Yes, and the parent literally generalizes this one-off observation, puts it in context, and gives examples and even a source with a deep dive on the issue.
The fact that the commenter proceeded to generalize, show a link, etc is not responsive to that. A responsive answer would be along the lines of "well, a content farm might fabricate too because _____."
But that's not the form of the comment. It begins with "I think there’s a good chance it was ghost written by a content farm"!
The video I linked is extraordinary in its level of research and quality, and interesting on its own merits. If someone is not fully aware of the extent to which content farms squeeze out content, it’s easy to assume some weird prose is GPT-3. I felt the articles dismissal of the idea of a content farm was too quick, and perhaps they or the readers might not be familiar with how they operate. And so I provided a summary as well as a link to this very high quality investigative source.

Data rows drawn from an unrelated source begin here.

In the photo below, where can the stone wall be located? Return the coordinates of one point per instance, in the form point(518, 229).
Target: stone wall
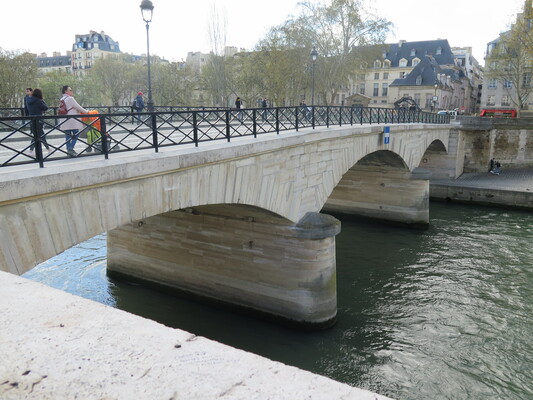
point(509, 141)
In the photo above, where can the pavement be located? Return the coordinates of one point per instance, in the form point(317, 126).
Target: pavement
point(517, 180)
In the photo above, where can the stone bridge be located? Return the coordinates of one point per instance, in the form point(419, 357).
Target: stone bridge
point(238, 223)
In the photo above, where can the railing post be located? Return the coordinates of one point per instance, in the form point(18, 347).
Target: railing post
point(104, 138)
point(254, 122)
point(37, 142)
point(195, 128)
point(228, 132)
point(155, 142)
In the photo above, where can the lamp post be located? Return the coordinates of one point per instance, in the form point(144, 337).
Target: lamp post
point(314, 56)
point(147, 10)
point(435, 98)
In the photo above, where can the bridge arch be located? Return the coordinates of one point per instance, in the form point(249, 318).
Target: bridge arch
point(284, 181)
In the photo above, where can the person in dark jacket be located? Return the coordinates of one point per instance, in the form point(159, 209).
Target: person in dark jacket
point(37, 106)
point(28, 96)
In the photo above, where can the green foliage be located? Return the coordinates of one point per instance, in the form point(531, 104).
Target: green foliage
point(17, 72)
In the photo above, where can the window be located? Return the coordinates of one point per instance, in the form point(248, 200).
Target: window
point(526, 80)
point(506, 100)
point(429, 97)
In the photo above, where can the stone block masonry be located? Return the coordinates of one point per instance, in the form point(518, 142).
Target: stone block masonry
point(54, 345)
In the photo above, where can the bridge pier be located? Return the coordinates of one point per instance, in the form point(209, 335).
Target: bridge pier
point(384, 193)
point(259, 263)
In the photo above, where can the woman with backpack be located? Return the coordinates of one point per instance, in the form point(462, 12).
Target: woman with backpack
point(72, 126)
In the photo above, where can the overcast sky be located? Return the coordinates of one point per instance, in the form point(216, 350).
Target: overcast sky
point(182, 26)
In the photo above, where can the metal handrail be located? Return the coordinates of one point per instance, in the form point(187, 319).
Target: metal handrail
point(106, 133)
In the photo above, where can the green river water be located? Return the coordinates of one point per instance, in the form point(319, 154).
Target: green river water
point(443, 313)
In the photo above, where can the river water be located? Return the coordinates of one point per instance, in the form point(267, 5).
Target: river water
point(444, 313)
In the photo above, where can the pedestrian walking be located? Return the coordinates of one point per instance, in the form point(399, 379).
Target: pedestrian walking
point(238, 104)
point(37, 106)
point(71, 126)
point(29, 92)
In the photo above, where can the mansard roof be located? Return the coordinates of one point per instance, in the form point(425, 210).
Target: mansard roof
point(96, 40)
point(55, 61)
point(427, 69)
point(440, 50)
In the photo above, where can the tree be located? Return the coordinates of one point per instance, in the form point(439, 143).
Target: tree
point(510, 62)
point(17, 72)
point(335, 29)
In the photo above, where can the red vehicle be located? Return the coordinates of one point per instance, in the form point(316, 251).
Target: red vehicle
point(497, 113)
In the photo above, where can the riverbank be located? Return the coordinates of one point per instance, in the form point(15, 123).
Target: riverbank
point(511, 188)
point(54, 345)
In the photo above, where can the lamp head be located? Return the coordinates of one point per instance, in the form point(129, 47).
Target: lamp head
point(147, 9)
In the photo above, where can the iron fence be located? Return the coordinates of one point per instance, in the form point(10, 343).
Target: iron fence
point(40, 139)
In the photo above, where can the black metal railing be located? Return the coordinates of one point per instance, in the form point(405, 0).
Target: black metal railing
point(40, 139)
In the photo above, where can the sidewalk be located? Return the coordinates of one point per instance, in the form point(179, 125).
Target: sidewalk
point(512, 188)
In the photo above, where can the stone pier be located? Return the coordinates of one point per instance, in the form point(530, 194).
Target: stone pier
point(238, 255)
point(384, 193)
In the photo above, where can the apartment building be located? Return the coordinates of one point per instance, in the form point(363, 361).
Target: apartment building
point(428, 72)
point(87, 48)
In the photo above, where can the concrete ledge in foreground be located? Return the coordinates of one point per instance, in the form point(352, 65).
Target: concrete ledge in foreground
point(54, 345)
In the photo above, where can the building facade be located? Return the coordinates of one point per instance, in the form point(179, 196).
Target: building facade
point(429, 73)
point(57, 62)
point(89, 47)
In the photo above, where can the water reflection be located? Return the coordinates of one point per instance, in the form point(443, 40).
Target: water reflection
point(441, 314)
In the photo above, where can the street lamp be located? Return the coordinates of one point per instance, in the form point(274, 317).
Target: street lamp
point(435, 98)
point(147, 10)
point(314, 56)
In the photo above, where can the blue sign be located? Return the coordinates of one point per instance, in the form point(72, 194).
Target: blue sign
point(386, 135)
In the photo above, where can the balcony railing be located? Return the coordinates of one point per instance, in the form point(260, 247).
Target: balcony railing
point(117, 129)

That is precisely what the original commenter did:
> (…) exploring how this ghost writing works, and why it produces the kind of nonsense writing that looks like GPT-3 but is actually (…)
>A responsive answer would be along the lines of "well, a content farm might fabricate too because _____."
A responsive answer doesn't need to have a particular formula, much less that one. It just needs to be relevant to the issue and provide more information and/or the commentor's own take (could be just their feelings about the issue too).